When I was around 9 years old, a boy—who I went to school with for several years before and after—teased me about being a girl. I don’t remember what he said, precisely, but I recall he was attempting to gatekeep one of my (many) traditionally masculine interests. My response has stuck with me for two decades: “I’m not a girl.”
“Then what are you?” he sneered? “An it? Look,” he looked around at our peers and pointed at me. “That’s an it.”
The “It” moniker followed me for several years. Now that I’m older, I understand the real meaning behind that statement: that if I was not a cisgender girl, I was not a human. I was an object. I don’t hold anything against that classmate of mine. Twenty years ago, society was not as woke as it is now, and that kid was as clueless as I was, probably just parroting what he’d heard from adults. He was only nine or ten, after all, and I have no idea his stance on gender issues now, nor do I care.
The thing that nagged at me for many years later was, why did I respond that way? Why did I say I wasn’t a girl? Especially since, most of the time, I do feel like a proud Indigenous woman. A happy and confident mother. I wrote it off as internalized misogyny.
But other things over the years nagged at me as well. Alternating between a desire to dress masculine and feminine. Periods of body dysphoria I dismissed at times when the pendulum swung toward comfortable. And why, in my fiction writing, did I gravitate toward male protagonists?

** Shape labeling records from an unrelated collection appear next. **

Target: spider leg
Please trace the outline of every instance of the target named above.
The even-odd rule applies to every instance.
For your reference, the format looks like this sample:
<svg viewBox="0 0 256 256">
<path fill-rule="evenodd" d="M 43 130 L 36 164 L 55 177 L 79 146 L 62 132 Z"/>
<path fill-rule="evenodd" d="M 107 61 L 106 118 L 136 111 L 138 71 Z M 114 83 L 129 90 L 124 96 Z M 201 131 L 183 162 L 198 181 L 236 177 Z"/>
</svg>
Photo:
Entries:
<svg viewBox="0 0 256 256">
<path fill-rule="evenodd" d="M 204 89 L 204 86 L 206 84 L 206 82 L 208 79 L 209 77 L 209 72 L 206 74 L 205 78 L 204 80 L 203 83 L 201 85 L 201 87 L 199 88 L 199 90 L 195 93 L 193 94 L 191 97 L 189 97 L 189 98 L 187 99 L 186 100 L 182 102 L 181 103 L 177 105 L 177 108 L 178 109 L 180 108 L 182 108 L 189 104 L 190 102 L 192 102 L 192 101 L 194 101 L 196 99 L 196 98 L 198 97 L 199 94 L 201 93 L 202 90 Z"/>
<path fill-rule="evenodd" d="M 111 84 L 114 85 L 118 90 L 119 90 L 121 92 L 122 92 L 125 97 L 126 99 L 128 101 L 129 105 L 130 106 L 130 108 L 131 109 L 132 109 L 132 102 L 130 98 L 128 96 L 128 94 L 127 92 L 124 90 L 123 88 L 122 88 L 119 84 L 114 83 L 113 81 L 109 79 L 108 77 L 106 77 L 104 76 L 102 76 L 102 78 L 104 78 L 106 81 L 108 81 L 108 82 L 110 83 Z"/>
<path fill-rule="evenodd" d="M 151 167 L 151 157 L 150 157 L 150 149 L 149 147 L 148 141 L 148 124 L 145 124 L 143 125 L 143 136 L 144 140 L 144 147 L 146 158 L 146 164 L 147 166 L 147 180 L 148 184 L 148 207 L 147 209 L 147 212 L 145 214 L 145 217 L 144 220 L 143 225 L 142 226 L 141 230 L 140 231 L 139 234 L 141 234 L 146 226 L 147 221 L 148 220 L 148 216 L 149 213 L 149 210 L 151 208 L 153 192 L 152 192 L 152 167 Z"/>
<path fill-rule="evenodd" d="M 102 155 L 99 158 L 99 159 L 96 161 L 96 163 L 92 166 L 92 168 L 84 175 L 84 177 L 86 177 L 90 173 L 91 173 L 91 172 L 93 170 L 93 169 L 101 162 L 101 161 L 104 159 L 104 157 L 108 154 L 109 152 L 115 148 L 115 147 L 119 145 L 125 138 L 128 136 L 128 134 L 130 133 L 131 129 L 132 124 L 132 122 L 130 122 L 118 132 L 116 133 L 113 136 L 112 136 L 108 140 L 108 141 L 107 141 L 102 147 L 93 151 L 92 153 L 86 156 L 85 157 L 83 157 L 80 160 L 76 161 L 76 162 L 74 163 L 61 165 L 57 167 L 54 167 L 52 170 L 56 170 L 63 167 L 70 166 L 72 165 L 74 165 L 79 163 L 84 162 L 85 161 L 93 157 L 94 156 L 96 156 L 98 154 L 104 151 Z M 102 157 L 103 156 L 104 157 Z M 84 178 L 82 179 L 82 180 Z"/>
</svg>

Was it just derivative, defaulting to the options presented to me as a young reader of young adult fantasy?
Those of you who know me probably know that I have been open about being bisexual and queer for… well, forever. I went through an awkward period in my late teens/early twenties where I wanted to eschew labels, but as long as I was old enough to be attracted to people, I have openly acknowledged an attraction to multiple genders. There was no “coming out” moment with most of my family. They’re intelligent, educated, and accepting people (and a few of them are openly in the LGBTQ+ community as well).
But I’m sure many other queer people could tell you that “coming out” is a repeated process with every new person you meet. When is the right time to share this info with a new acquaintance? Your work buddy? Your boss? Your in-laws? (Small note: I use the term “right” here to mean “right for the person,” not “right for society.” Fuck society. Queerness is not validated by your status as in or out, nor does society or etiquette dictate the “right” time to make that transition, if ever.)
So, most people in my life know that I am bisexual and have known I am bisexual for a long time. But it is time for a sort-of-second coming out, not because I was closeted, but because I was figuring things out. Now, rapidly approaching thirty years old (no, seriously, my birthday is this week), and thanks to a lot of interactions online, I have realized I am genderfluid and sometimes genderqueer.
This might be confusing or foreign to some of you who are cisgender, but the best way I can describe it is that sometimes I am a woman and other times, I am just… not. When I told my husband, I used some comical descriptions I saw on TikTok: sometimes I am Girl… sometimes Girl Lite… Girl+ …. and—my favorite—Girl you ordered from Wish (mostly girl, but something is a bit off).
As unsettling as this realization has been for me (and may be for you who have known me a long time), I find comfort in the knowledge that nothing about me has changed. All I am saying by coming out as genderfluid is, “Here is a label I feel fits a certain set of characteristics I already possess.” Characteristics I have always possessed. If someone close to you comes out, I think that’s important to remember. They’re the same person before and after.
This experience is my own and should not be taken to represent the experiences of any other genderfluid, genderqueer, bisexual, or other LGBTQ+ individuals. Best policy is to always ask the individual about their pronouns and labels, and to subsequently not be a dick by arguing with them about those pronouns or labels. Since some of you lovelies will likely ask, I am happy using she/her pronouns, but they/them or he/him don’t bother me in the slightest. The shirt pictured depicts the genderfluid flag and was created from a Lord of the Rings content creator @donmarshall72 on TikTok and comes in a variety of flag options, with 20% of profits during Pride Month going to The Trevor Project.